In the hearing room, Mr. King rifled through a grab-bag of explanations for the video: He never said someone would get shot; he was only offering a general warning about rampant mental-health problems and pushing people too far; he had just been refused boarding for a flight when he filmed that. “You ever get in an argument with your parents and you get mad and you say things you don’t wish you said, like you regret saying that?” he said. “That’s one of my moments.”

During Ms. Lich’s questioning, a lawyer asked why, if she knew people saw her as a leader, she didn’t tell her fellow protesters to lay off the air horns that were tormenting downtown residents. Ms. Lich responded that her Facebook profile had been disabled, so she couldn’t post a video saying as much, but also, “I never really considered it because I left that type of stuff up to the captains.”

The last thing most Canadians heard Ms. Lich say in Ottawa was “Hold the line!” as police bundled her off into the snowglobe darkness the night she was arrested. On Friday before the commission, Paul Champ, lawyer for the downtown residents and businesses, pressed her repeatedly on the same point: If that was your rallying cry, how can you claim you were encouraging people to leave once it became clear the protest was illegal?

“Well, you know, that’s a matter of perspective,” Ms. Lich said. “My perspective on ‘Hold the line’ means stay true to your values in the face of diversity.”

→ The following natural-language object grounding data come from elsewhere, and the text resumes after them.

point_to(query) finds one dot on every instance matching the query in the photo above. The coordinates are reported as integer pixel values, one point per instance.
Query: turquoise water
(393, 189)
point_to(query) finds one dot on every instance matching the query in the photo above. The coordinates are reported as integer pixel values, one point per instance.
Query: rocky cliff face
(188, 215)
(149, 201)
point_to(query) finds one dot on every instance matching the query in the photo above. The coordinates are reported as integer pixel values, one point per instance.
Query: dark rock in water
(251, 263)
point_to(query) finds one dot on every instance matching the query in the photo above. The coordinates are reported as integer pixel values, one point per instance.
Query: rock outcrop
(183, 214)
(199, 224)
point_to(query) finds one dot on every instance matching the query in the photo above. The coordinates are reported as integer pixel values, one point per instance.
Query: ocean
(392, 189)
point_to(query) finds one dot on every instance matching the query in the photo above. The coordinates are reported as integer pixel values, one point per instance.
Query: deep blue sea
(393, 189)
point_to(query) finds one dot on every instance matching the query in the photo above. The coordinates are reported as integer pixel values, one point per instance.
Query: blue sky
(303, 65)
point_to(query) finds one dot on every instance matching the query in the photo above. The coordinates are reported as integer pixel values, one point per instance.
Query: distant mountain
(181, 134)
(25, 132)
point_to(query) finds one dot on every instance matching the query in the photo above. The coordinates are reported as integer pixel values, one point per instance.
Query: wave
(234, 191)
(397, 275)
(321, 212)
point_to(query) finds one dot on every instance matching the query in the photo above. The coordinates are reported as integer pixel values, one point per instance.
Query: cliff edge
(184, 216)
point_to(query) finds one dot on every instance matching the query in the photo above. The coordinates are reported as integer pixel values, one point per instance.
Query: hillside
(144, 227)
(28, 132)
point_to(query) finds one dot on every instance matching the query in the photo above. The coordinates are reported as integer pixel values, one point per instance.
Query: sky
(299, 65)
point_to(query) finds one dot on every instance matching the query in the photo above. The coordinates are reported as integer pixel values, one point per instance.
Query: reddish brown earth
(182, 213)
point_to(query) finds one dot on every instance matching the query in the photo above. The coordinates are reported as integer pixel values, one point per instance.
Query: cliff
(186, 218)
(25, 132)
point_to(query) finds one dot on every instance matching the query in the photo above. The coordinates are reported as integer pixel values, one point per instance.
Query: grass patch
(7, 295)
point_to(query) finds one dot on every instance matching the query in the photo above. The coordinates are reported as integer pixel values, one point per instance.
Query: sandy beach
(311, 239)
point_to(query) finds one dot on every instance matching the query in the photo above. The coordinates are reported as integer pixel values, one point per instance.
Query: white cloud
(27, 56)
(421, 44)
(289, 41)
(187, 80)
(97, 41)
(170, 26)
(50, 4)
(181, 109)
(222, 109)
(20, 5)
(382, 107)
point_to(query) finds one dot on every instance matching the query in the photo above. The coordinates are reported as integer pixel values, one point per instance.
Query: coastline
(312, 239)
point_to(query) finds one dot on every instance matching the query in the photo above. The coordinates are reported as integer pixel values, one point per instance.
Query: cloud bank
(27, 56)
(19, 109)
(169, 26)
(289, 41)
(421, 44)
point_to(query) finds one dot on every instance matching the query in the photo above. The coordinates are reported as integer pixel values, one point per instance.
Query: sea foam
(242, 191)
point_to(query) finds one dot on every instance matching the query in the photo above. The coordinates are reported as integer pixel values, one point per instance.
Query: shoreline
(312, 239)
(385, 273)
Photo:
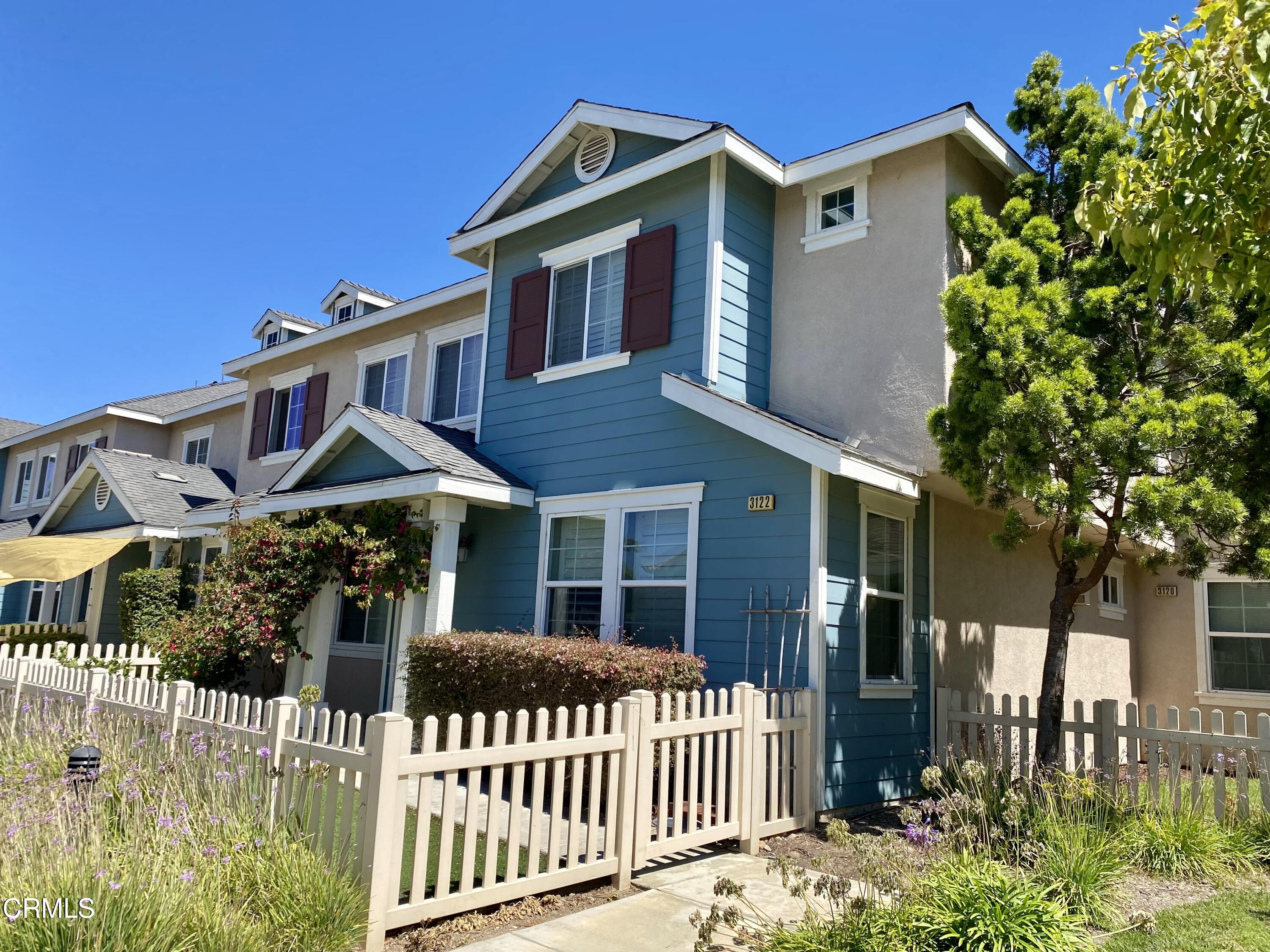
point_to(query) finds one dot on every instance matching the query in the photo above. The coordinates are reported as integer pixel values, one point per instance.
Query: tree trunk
(1049, 705)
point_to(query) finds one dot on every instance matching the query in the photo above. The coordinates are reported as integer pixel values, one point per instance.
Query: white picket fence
(594, 794)
(997, 734)
(144, 660)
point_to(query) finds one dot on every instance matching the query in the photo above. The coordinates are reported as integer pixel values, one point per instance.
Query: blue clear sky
(169, 171)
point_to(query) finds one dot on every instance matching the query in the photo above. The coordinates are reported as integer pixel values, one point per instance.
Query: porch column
(447, 513)
(96, 596)
(411, 602)
(320, 631)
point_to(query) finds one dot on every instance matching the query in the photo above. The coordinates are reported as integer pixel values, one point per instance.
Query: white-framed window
(23, 475)
(35, 601)
(384, 375)
(46, 473)
(837, 209)
(199, 445)
(286, 424)
(886, 593)
(1235, 629)
(1112, 593)
(621, 564)
(585, 315)
(456, 355)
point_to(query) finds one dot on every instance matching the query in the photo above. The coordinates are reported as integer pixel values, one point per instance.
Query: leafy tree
(1195, 198)
(1086, 408)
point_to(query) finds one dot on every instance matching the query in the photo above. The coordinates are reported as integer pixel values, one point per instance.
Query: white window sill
(460, 423)
(287, 456)
(887, 691)
(840, 235)
(581, 367)
(1234, 697)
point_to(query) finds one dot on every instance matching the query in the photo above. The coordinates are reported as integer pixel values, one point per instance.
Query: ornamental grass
(171, 842)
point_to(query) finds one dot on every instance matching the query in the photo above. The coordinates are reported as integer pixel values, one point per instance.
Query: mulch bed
(486, 924)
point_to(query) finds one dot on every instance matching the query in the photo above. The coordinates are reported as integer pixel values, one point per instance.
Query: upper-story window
(384, 371)
(199, 443)
(23, 476)
(287, 423)
(456, 360)
(46, 474)
(837, 209)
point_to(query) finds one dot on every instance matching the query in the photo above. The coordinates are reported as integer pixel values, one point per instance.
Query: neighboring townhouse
(56, 484)
(685, 404)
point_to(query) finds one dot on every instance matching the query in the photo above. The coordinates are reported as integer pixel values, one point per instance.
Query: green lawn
(1237, 921)
(456, 858)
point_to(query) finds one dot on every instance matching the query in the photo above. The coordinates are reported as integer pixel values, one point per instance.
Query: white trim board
(820, 452)
(472, 286)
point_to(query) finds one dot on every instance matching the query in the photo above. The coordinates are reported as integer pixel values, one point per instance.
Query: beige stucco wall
(338, 358)
(223, 454)
(858, 339)
(992, 616)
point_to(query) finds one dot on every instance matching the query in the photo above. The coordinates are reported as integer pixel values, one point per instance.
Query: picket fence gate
(1005, 739)
(574, 795)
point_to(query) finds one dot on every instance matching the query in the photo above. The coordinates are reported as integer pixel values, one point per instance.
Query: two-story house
(126, 471)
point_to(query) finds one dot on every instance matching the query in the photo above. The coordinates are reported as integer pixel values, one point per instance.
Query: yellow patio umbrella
(54, 558)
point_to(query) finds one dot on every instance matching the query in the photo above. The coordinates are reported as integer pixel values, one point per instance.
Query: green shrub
(969, 903)
(1082, 866)
(1180, 845)
(468, 672)
(150, 598)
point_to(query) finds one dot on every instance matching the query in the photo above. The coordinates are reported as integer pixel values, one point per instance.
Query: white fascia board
(108, 410)
(336, 437)
(472, 286)
(588, 115)
(205, 408)
(818, 452)
(958, 121)
(69, 493)
(674, 159)
(418, 487)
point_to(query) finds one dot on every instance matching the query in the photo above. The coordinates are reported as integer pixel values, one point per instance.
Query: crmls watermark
(33, 908)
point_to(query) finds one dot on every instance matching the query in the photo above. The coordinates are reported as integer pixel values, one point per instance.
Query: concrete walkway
(657, 919)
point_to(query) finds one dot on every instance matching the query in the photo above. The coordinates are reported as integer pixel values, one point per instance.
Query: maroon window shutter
(527, 330)
(260, 442)
(315, 410)
(649, 282)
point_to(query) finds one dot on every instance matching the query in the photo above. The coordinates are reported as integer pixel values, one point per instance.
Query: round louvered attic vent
(102, 495)
(595, 153)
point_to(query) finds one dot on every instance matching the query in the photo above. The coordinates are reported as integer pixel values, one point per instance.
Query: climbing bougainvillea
(252, 596)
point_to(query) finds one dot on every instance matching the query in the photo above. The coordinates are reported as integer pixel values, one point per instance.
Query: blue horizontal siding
(630, 149)
(874, 747)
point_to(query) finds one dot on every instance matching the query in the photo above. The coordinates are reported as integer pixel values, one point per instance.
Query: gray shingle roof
(178, 400)
(17, 528)
(163, 502)
(444, 447)
(371, 291)
(14, 428)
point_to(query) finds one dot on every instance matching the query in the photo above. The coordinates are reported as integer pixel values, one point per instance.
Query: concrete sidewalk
(657, 919)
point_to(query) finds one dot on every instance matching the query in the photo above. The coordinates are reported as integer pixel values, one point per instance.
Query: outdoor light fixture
(84, 762)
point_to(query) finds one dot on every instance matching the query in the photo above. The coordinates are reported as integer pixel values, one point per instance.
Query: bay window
(621, 564)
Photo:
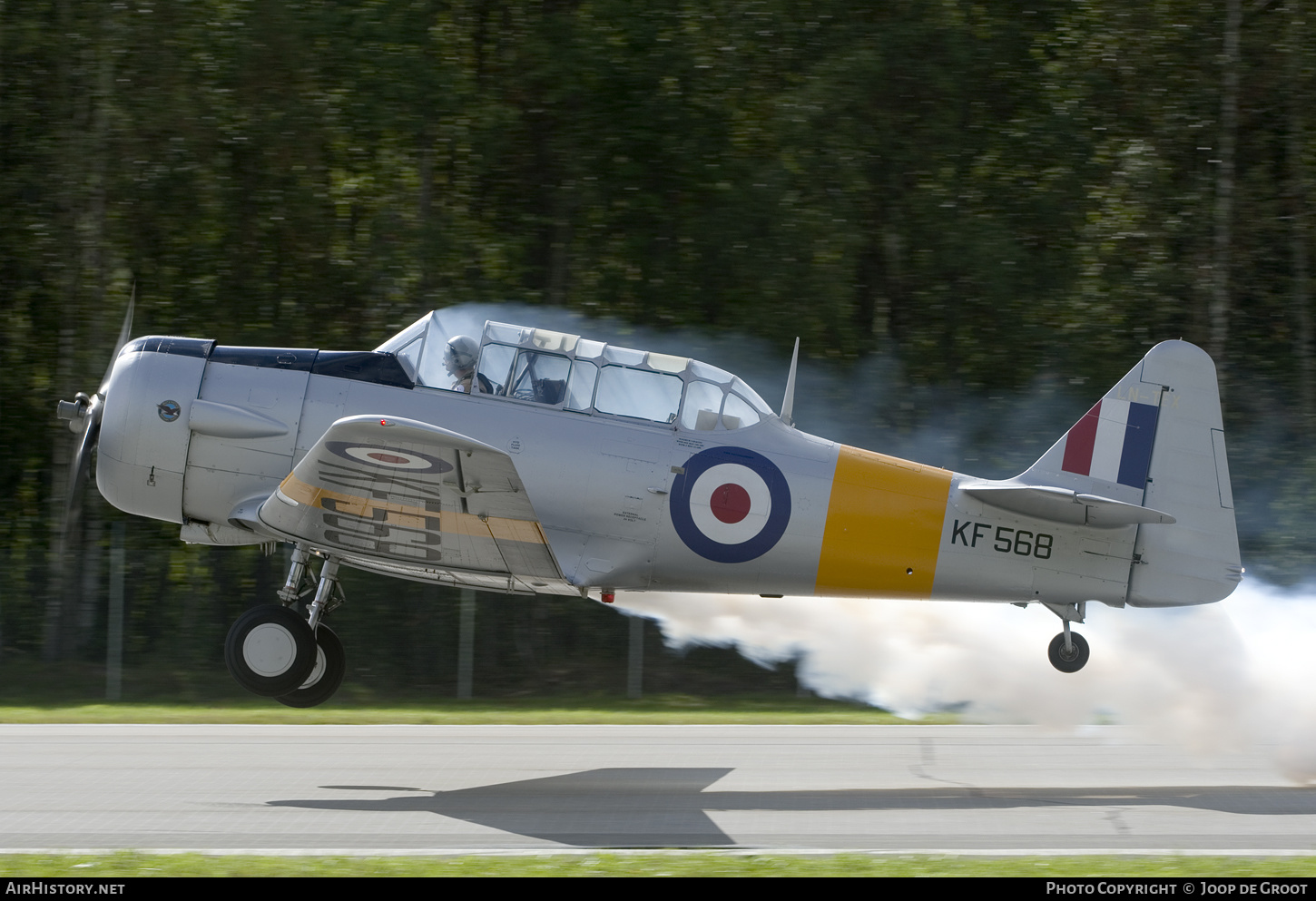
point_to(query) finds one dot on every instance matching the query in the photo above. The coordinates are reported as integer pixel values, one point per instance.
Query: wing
(418, 502)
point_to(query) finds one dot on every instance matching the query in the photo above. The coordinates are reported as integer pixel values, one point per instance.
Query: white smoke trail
(1222, 678)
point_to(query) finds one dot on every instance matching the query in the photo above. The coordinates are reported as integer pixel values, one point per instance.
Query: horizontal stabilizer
(1066, 505)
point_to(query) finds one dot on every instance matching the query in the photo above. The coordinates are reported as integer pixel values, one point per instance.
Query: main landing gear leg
(1069, 650)
(330, 661)
(272, 651)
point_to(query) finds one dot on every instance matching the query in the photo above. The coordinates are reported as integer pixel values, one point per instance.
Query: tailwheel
(325, 676)
(1067, 659)
(270, 650)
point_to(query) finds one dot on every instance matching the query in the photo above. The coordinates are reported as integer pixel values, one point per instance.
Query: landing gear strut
(1069, 650)
(272, 651)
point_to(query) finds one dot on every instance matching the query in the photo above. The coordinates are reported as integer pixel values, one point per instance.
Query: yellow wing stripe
(883, 526)
(412, 517)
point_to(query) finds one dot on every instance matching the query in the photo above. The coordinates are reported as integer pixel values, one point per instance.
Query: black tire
(325, 676)
(270, 650)
(1072, 661)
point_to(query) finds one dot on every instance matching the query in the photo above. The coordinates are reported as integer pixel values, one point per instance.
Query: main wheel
(270, 650)
(325, 676)
(1069, 661)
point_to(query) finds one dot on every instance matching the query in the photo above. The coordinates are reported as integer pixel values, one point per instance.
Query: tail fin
(1155, 439)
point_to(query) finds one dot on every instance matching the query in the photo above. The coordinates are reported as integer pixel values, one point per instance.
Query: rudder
(1155, 439)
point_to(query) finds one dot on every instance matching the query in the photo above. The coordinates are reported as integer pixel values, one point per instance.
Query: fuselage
(201, 435)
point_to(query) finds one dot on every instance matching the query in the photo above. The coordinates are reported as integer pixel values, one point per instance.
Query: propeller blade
(81, 465)
(123, 338)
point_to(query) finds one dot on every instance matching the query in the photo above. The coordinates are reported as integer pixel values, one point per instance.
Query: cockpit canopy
(565, 371)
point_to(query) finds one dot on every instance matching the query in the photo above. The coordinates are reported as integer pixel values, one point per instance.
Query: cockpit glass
(495, 372)
(406, 337)
(540, 377)
(638, 394)
(703, 400)
(581, 388)
(737, 413)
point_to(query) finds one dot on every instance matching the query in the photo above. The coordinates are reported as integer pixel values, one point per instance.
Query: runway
(353, 789)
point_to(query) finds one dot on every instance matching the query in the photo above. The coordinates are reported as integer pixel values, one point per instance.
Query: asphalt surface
(466, 788)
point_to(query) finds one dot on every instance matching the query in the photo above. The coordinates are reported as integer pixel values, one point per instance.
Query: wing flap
(415, 495)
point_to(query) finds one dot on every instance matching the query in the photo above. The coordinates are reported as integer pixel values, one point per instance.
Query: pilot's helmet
(459, 354)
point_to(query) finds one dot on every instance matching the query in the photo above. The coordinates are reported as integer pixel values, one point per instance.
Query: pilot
(459, 360)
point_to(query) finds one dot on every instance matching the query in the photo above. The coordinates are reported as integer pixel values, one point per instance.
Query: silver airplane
(525, 461)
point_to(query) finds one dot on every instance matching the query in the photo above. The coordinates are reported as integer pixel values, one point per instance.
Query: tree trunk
(1220, 300)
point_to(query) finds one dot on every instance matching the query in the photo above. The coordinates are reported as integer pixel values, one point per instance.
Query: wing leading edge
(409, 499)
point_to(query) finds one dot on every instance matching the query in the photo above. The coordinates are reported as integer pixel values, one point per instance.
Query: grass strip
(131, 863)
(535, 711)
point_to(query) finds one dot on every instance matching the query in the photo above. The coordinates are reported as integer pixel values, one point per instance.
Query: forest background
(999, 201)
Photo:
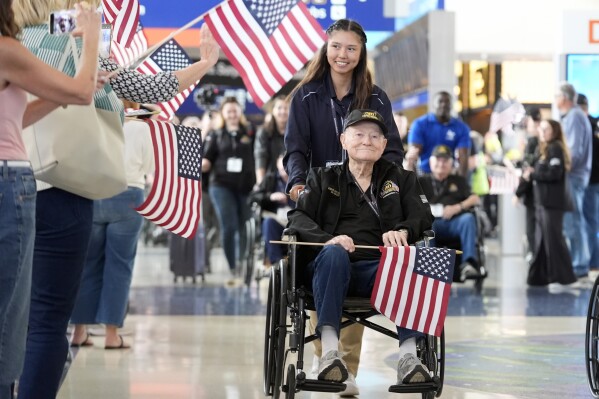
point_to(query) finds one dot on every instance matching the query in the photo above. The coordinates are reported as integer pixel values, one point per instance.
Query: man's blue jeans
(232, 211)
(107, 273)
(575, 229)
(63, 226)
(591, 215)
(334, 277)
(17, 232)
(463, 226)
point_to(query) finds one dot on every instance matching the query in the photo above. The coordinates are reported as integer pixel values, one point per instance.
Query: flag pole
(320, 244)
(149, 51)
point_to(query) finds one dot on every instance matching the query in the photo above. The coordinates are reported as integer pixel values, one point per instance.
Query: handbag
(79, 149)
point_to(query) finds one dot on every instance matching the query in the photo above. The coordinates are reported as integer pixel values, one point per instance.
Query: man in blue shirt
(437, 128)
(579, 137)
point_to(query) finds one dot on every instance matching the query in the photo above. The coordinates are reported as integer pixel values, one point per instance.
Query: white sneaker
(351, 388)
(332, 367)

For all their differences, there were a few big things on which Ms. Lich and Mr. King agreed, along with virtually every other convoy organizer who testified this week. They both expressed a sort of remorseful puzzlement that people in Ottawa felt inconvenienced or threatened by the convoy, because they maintained the protesters never intended to bother anyone.

They also insisted that from the inside, the whole thing was one big emotional bouncy castle. “I’ve never seen anything more loving and peaceful in my life,” Mr. King said with awe. “It was Woodstock.”

Ms. Lich called the convoy “the biggest lovefest I’ve ever participated in.”

Convoy protests raised $24-million, but the vast majority was refunded or placed in escrow

Even though Mr. King was banished to the wings in the convoy’s own self-mythology, he said something this week that seemed like an important distillation of how his fellow protesters saw themselves, as compared with the exhausted and enraged residents of Ottawa, or anyone else watching from across the country and not honking in support.

A commission lawyer asked Mr. King at one point about a video in which he chortled that it was “pretty hilarious” that people in the protest zone hadn’t slept for 10 days. Mr. King at first mumbled half an apology, before doubling down on the idea that it was hilarious.

“You see, we’d been locked down for two years, and people are complaining that they heard horns for 10 days?” he said incredulously, turning to appeal to the audience in the hearing room, most of whom were convoy supporters. “Did they remember what we went through for the last two years?”

Despite all the questions thrown this week at Mr. King and Ms. Lich and others, no one asked them what made them think the loss and anxiety and rage and exhaustion of the pandemic had happened only to them. Everyone hated the slow strangulation of the past two years – it’s just that most people expressed it in tones quieter than an air horn.